Танугеак тем временем принялась за ее второе запястье, а женщины показывали ей новую одежду, разложив ее перед нею и разглаживая морщинистыми коричневыми руками.

Одежда была просто чудесной: верхние штаны и парка из блестящей серебристой тюленьей шкуры, к которой кто‑то уже заботливо пришил знак ее племени – пучок перьев ворона. Затем теплая безрукавка и внутренние штаны из кожи гаги пухом внутрь. К этому прилагались мягкие внутренние рукавички из заячьего меха и большие, несколько грубоватые верхние рукавицы. А на ноги – внутренние башмачки из кожи белой куропатки, которые надо было надевать поверх пушистых чулок, сшитых из шкурок молодых тюленей. Для предохранения от сырости имелись еще и великолепные верхние башмаки из очищенной от меха толстой шкуры взрослого тюленя с перекрещивающимися завязками из плетеных сухожилий и с плетеными подошвами, которые не скользили на льду.

– Как красиво! – прошептала Ренн. – Но мне нечего подарить вам взамен…

Женщины удивленно переглянулись и засмеялись.

– А нам ничего взамен и не нужно! – сказала одна из них.

– Ты приходи к нам, когда опять наступит месяц Долгой Тьмы, – сказала вторая, – мы тебе еще и новую зимнюю одежду сошьем. Эта ведь только для весны годится!

Акуумик по‑прежнему в общих разговорах участия не принимала; когда она складывала иглы в маленькую костяную шкатулку, Ренн заметила на краю шкатулки крошечные следы от зубов и спросила, кто это сделал.

– Мой малыш. Когда у него зубки резались, – тихо ответила Акуумик.

Ренн улыбнулась:

– Значит, теперь самое страшное уже позади?

– О да, – сказала Акуумик так печально, что у Ренн по спине мурашки побежали. – Вон он там лежит. – И она указала на глубокую нишу в стене, где Ренн, к своему ужасу, увидела маленький неподвижный сверток из шкур.

– Ох, прости меня! – сказала Ренн. Ей стало страшно. Лесные племена всегда старались унести своих мертвых подальше от жилища, чтобы их души не могли потревожить живых людей.

– Мы храним своих мертвых у себя до весны, – пояснила Акуумик, – чтобы уберечь их от лисиц.

– И чтобы они не чувствовали себя брошенными, – добродушно прибавила Танугеак. – Они ведь тоже любят поболтать не меньше, чем мы. Когда видишь, как небо пересекает падающая звезда, это значит, кто‑то их них решил своих друзей навестить.

Ренн эта мысль показалась весьма утешительной, однако Акуумик опять сдвинула брови, так что на переносице у нее появилась горестная складка, и сказала:

– Духи отняли у него дыхание месяц назад. А теперь они забрали у меня и старшего сына.

Ренн вспомнила, что Инуктилук говорил им о мальчике, который ушел во льды и заблудился.

– Муж мой умер от лихорадки в месяц Долгой Тьмы, – продолжала Акуумик. – А потом моя мать, почуяв, что за ней смерть идет, сама вышла ей навстречу, чтобы смерть не отняла пищу у наших детей.

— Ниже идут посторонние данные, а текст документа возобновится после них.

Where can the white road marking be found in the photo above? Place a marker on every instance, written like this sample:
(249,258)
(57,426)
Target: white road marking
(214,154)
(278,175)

Если мой сын так и не вернется, у меня никого не останется, никого. – Она смотрела перед собой остановившимися, пустыми глазами, в которых, казалось, навсегда погас огонь жизни. Ренн и раньше доводилось видеть у людей такой взгляд – у тех, чья душа была больна.

«Я не могу снова потерять его… У меня есть только Волк…»

Наконец‑то она поняла, что имел в виду Торак. Его мать умерла, когда он появился на свет. Его отца зарезал медведь. Он никогда не жил среди своих сородичей, он даже не видел никого из людей своего племени. Он был более одинок, чем любой из тех, кого она знала. И хотя Ренн тоже многих потеряла и тоже была сиротой, она понимала: у Торака, как и у Акуумик, эта рана в сердце не заживет никогда. Если он потеряет Волка…

И Ренн в очередной раз удивилась тому, как это она сумела заставить себя вслух рассказать о том, что ей тогда привиделось.

– Все, я закончила, – сказала Танугеак, и от неожиданности Ренн даже вздрогнула.

Очнувшись от тягостных мыслей, она внимательно рассмотрела аккуратные черные зигзаги на внутренней стороне своих запястий. Эти знаки вызывали у нее странное чувство уверенности; она не сомневалась, что теперь стала сильнее, да и защищена была гораздо лучше.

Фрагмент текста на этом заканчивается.